None of the Green New Deals address this fundamental problem. The NEF New Deal suggest that there *might* need to be a global jubilee of debt cancellation, an extraordinary amnesty for debtors. However, during energy descent, an economy with a debt based money system would face the need to do this again and again....

....Or it would happen again and again if the banks could be induced to lend and companies to borrow. However, in energy descent that appears to be rather unlikely using current lending models. The risks and challenges of a transition to the different economic structure needed at this time are so great that conventional debt finance is not going to be very useful anyway. There will be no "return to normal".  

Because of climate change and peak oil risks in the real economy are going to be much higher. Thus capital providers will need to spread risks. But they will also want to have a deep knowledge of what they are investing in and with whom they are investing. That means a personal and deep knowledge between capital providers and capital users in real relationships. They will also want to feel they can rely on state backing.  That is nothing like the global securitisation and innovation trash that we have seen over the last decades.  

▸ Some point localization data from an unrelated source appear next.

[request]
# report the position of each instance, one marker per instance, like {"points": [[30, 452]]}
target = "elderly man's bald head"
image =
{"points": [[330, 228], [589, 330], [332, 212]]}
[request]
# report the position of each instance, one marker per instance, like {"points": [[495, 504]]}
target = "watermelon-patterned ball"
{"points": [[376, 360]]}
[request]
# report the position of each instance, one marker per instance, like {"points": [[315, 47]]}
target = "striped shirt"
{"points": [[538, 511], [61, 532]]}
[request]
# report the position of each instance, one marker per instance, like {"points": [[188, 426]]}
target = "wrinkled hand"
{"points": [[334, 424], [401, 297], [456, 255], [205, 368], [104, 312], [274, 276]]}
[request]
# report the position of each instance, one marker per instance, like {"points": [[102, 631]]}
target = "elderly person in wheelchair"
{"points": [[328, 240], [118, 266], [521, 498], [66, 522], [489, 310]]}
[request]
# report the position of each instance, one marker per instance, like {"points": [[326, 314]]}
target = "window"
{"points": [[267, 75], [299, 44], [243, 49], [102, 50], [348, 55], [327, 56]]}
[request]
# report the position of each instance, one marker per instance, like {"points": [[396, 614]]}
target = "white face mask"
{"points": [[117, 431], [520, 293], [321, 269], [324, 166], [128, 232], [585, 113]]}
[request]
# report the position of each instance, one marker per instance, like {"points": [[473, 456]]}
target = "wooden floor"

What we need instead are financial institutions with some responsibility to local communities and real relationships where investors share risks with project developers by funding though taking equity stakes. That means sharing in gains but sharing in any losses too. This is the alternative to a debt relationship which attempts to foist all the risks on borrowers while lenders kid themselves that the risks are low because there have insurance against credit default in derivatives markets.  

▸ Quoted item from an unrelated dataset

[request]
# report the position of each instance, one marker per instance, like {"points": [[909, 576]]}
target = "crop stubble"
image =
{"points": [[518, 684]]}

In all of that there will be a place for financial intermediation between savers and people involved in productive capital investment. But the financial system cannot and will not be anything like the existing banking or shadow banking system. The creation of money is too important to be left in the hands of bankers. They have amply demonstrated that they cannot be trusted to create the money on which we all depend. The current crisis was created on the back of an asset price speculative bubble and had virtually nothing to do with productive investment at all.  

In conclusion. let's go back to first principles. We are all dependent on money for transactions as a collective arrangement that is the core to exchange relations within society. As such the money system can be described as a social and cultural commons - no one person or institution invented it or created it. It has been the result of a historical process in which all of society participates. Yet this commons, which should be managed as such, in the interests of all, has been privatised and run in the interests of private corporations. The people who run the banks know that because they are running a commons as their private fiefdom they have the rest of us, as taxpayers, over a barrel. They have to be rescued because otherwise all our arrangements for meeting our most basic needs will collapse.

There is thus a structural fault in the system - a commons is not being managed as a commons, it is being managed privately. The real solution, the one that gets to the root of the problem, is the one that makes the process of money creation a matter for an accountable public body to fulfill in the interests of everyone in society equally. That means forbidding to the banks or any private individual or institution the right to create money. A public body should do this, creating only so much money at the economy needs,  and then either giving this money into circulation to everyone equally or making the available money to other accountable public bodies like elected governments to spend into circulation.